Helmholtz Association

Structural secrets of storage media

Physicists at the Forschungszentrum Jülich have explained the structure and processes in materials that form the memory of rewritable optical storage media, such as DVD-RAM and Blu-ray discs. Only the underlying principle was clear. The material can be switched selectively with a laser writing head from an ordered, crystalline form into a disordered state and back. These processes are accompanied by changes in reflectivity, which can be measured by laser. “The rearrangement of the atoms lasts only a few nanoseconds, i.e. is extremely fast. We asked ourselves what sort of structure makes this possible,” explains Dr. Robert Jones.

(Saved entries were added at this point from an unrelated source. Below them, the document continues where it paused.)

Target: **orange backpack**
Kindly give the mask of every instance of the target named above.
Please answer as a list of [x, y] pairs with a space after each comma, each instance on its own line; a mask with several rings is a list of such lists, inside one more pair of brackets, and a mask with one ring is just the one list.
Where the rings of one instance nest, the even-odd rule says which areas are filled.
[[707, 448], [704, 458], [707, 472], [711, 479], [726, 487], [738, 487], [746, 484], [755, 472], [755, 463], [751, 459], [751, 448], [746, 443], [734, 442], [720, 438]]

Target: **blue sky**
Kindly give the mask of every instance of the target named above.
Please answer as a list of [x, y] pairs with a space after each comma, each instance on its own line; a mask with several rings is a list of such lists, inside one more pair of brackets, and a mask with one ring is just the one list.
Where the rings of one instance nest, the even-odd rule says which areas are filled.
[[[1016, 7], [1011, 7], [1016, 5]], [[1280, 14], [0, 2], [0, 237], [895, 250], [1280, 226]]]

Jones and his team carried out simulations on the supercomputer JUGENE to find out what occurs when molten DVD material cools into an amorphous mass, as happens when information is written. They adjusted their model sequentially using measurements of the crystal structures which Japanese colleagues had made on the synchrotron SPring-8. The supercomputer JUGENE calculated the position and motion of 460 atoms during the 0.3 nanoseconds of the cooling phase. The computation took a total of four months. The results provide insights that no microscope can supply. Ring-like structures comprising four atoms are decisive for the rapid switching, and they occur in both the amorphous and the crystalline material. The presence of cavities is also important, so that the building blocks can rearrange quickly without breaking too many atomic bonds. “With this insight, we can approach the material design of new storage media much more systematically,” says Jones.